Sourcing varieties domestically and internationally
Most current eligible varieties originated outside the United States, in Canada and Europe, and are produced for seed, grain or fiber. These varieties have been reviewed by certifying agencies in their originating countries.
“Certifying agencies recognize one another’s review, so if a variety was listed in Canada or Europe, we would recognize it as well, and they would do the same for new varieties developed in the United States,” Boruff said.
AOSCA has been adding varieties to the seed certification eligibility list that have originated in the U.S. and gone through the variety review process.
New West Genetics in Colorado was the first U.S.-based company to receive AOSCA eligibility for its NWG-Elite variety, in 2017. The company received eligibility for another four dual-purpose CBD-grain varieties this year.
California-based Arcadia Biosciences just announced AOSCA eligibility for four CBD-dominant varieties.

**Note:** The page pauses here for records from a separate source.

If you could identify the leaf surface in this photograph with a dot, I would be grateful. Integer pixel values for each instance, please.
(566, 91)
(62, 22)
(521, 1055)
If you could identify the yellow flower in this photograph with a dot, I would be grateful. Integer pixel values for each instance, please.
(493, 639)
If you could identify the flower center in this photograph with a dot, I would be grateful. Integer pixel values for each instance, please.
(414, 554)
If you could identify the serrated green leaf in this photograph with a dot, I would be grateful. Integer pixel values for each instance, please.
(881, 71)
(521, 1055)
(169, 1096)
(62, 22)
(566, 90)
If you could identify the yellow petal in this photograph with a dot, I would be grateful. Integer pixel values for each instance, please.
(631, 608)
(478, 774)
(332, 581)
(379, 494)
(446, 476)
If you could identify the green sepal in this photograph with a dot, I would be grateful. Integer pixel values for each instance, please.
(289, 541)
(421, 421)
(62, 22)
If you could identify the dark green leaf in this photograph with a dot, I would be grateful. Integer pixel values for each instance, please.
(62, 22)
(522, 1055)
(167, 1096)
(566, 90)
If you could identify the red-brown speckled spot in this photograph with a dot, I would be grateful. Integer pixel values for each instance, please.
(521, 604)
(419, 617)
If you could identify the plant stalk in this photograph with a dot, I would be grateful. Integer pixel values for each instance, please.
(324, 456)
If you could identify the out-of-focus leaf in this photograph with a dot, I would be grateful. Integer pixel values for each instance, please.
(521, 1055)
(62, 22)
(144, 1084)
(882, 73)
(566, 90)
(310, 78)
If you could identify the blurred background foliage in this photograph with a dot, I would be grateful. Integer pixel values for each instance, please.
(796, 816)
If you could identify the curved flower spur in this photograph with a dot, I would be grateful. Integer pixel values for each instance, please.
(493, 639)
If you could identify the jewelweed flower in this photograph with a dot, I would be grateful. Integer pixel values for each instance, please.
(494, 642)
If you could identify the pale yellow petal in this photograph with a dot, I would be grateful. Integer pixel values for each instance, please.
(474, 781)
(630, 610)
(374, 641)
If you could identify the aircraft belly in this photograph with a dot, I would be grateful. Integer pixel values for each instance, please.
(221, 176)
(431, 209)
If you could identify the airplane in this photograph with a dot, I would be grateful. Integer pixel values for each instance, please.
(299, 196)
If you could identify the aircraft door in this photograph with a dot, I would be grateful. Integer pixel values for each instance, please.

Ten more U.S.-produced varieties have received eligibility for certification and more are nearing eligibility, according to the list.
Growing beyond seed
In addition to standards for hemp seed varieties, which were developed in 2014, this past year AOSCA passed standards for seed transplants and vegetatively propagated clones.
“AOSCA does not publicly publish its standards – for a reason,” Boruff said.
“AOSCA standards are minimum standards and an individual agency – and there’s one in each state that does seed certification – has the authority to develop their own standards, so far as their standards are more robust than AOSCA’s,” Boruff said.
If AOSCA were to publish its standards, a plant breeder, seed supplier or grower may think those standards apply in their state, but that may not be the case.
“The other reason is that the AOSCA standards are not easy to understand for those who don’t have a background in certification or in plant breeding,” Boruff said.
“To avoid that confusion and ensure that growers get off to a good start, AOSCA recommends that growers contact the seed certifying agency in their state to make sure they are working with their applicable standards, and then the state agency can help answer any questions.”